先々週は国立科学博物館のダイオウイカで誤魔化しましたが、8月4日にNHK『日曜美術館』で神護寺が放映される危機感から、その前日に東京国立博物館の『神護寺展』に美月と再チャレンジしました。
猛暑の中、券売機前の行列にイライラしながらも、何とか熱中症で倒れる前に入館を果たすことが出来ました。
異様に高まる『神護寺展』への興奮を抑えるため、美月と話し合って、まずは常設展から拝観することにしました。
ところが常設展も『神護寺展』と連動して、不動明王や大日如来など、多くの密教仏展示に切り替わっていたのです。
まず入室して度肝を抜かれたのが大威徳明王像です。
これは浅草寺蔵のご尊格で、『乗り仏』好きな私にとっては、東寺の講堂で出逢って以来の水牛乗り大威徳明王に「はあぁぁ~」とため息をつくしかありませんでした。
その横に大好物の如意輪観音菩薩がおられるから堪りません。
これは東博所蔵なのですが、切れ長の目が実に艶々しいご尊格で、「ふうぅぅ~」と吐息をつくことしか出来ませんでした。
そして今年の年賀状写真にもした興福寺伝来の文殊菩薩騎獅像渡海像が再登場されるに至っては、もう『神護寺展』へは行かなくても良いのでないかとさえ思ってしまいました。
ところが更に追い打ちをかけるように何故かこのお方が展示の中におられたのです。
「うわぁぁ|」と思わず後退りしてしまいました。
まさかの元三慈恵大師像です。
しかも今年の遊行で拝観した滋賀金剛輪寺の元三慈恵大師像が上野に出張されていたのです。
滋賀金剛輪寺は湖東三山に数えられる天台宗の古刹で、参道に地蔵菩薩石像が延々と並ぶ様は神秘的で大感動したばかりです。
しかし『神護寺展』連動すると言いながら、何故第18代比叡山延暦寺天台座主の元三慈恵大師像が展示されているのか全くわかりませんでした。
更には、真言宗の素晴らしいご尊格が展示されている中で、地味な上人像を拝観する人など皆無に近く、孤独で寂しい有り様が気の毒でなりませんでした。

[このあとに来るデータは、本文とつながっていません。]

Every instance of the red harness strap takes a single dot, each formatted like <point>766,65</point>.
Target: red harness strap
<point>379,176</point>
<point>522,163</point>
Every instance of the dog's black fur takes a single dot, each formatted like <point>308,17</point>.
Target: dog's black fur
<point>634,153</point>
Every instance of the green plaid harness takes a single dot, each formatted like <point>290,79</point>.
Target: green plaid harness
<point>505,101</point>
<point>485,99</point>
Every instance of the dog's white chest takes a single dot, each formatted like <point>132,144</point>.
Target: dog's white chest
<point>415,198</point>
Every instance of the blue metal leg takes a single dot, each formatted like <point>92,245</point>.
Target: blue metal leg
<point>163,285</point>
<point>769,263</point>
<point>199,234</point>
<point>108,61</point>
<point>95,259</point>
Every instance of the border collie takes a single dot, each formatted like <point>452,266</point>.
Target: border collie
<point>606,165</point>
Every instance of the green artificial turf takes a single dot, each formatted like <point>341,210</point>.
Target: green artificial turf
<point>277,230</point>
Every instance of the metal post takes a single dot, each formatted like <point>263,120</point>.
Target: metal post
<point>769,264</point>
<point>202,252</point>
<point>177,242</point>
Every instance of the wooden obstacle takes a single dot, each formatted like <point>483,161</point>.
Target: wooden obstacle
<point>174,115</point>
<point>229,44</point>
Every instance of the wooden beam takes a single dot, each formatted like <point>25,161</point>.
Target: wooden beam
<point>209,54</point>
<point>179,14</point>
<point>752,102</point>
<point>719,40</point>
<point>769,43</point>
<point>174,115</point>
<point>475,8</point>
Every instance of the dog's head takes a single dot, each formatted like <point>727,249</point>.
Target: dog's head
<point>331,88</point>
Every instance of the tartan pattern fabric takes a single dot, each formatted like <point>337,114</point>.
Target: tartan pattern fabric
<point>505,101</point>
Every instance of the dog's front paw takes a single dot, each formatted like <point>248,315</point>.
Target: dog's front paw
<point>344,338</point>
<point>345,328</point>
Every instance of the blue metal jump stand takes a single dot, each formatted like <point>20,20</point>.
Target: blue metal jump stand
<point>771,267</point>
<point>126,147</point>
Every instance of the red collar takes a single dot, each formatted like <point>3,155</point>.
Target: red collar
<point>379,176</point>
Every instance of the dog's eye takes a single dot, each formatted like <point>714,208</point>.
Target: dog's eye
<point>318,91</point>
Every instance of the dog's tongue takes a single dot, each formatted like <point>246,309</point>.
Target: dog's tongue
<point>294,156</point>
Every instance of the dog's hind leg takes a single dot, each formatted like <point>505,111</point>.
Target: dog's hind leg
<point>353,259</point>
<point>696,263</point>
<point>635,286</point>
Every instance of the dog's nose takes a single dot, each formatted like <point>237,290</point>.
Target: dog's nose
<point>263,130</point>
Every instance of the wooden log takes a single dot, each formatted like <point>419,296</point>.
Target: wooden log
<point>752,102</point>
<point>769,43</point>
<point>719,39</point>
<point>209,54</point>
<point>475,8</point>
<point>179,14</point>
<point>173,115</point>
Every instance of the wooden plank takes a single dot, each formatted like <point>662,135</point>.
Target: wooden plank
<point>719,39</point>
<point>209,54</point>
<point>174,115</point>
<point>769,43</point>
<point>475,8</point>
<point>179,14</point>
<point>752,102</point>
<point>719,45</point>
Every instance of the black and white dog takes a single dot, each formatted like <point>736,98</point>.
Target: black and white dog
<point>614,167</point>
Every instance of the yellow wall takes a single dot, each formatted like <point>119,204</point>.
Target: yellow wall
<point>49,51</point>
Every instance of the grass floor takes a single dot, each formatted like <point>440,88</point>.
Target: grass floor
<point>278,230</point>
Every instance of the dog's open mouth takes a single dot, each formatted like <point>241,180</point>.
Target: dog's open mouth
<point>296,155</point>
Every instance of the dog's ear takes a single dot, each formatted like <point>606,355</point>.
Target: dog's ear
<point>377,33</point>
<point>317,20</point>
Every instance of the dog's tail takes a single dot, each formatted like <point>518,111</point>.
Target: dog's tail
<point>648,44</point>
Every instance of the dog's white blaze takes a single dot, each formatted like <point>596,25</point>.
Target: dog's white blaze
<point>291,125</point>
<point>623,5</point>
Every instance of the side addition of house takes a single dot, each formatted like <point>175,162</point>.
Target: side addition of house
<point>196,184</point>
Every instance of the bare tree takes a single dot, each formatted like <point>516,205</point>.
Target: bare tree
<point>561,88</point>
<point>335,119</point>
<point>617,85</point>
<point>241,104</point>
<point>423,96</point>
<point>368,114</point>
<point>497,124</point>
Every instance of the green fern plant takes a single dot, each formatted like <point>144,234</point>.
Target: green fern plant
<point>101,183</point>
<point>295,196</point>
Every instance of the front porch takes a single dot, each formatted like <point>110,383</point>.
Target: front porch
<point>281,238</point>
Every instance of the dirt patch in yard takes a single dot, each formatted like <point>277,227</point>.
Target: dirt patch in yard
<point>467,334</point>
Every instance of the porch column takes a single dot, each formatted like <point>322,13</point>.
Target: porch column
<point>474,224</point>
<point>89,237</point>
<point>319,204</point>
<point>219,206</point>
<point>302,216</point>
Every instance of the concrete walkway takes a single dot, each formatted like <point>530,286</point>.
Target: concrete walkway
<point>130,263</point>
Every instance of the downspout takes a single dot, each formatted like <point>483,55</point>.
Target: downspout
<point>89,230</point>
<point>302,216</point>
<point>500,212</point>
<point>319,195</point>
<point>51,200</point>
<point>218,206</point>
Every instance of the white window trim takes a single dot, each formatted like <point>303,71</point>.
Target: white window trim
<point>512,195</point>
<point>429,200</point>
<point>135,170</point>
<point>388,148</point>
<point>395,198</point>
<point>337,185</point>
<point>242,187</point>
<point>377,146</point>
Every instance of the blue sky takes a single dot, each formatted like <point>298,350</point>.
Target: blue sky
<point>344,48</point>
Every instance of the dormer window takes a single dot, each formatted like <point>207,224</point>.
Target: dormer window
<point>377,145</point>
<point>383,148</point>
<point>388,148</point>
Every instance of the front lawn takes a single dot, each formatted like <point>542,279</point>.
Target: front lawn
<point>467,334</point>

元三慈恵大師研究家として、ぽつんと人気もなくご尊像が置かれている状況にはとても我慢することが出来ません。
しばらくすると、通り過ぎる観客達に聞こえるように、美月を相手に漫才さながらご尊像の前で元三慈恵大師を説明している自分がいました。
「この上人像は比叡山中興の祖と言われる元三慈恵大師良源で、有名な角大師や豆大師の護符となったお大師様で・・」
ところが残念ながら見学者の大半は外国人、日本人にしても夏休みの宿題の課題を捜しに来ている仏教とは無縁の親子連ればかりです。
すっかり私と美月は、『神護寺展』を拝観する前に、周囲から変人扱いするような白い目に晒されてしまうこととなりました。
しかしながら東博に鎮座する滋賀金剛輪寺の元三慈恵大師像に、自称広告大使の私と美月は「良くおいで下さいました」と誇らしく手を合わせることが出来ました。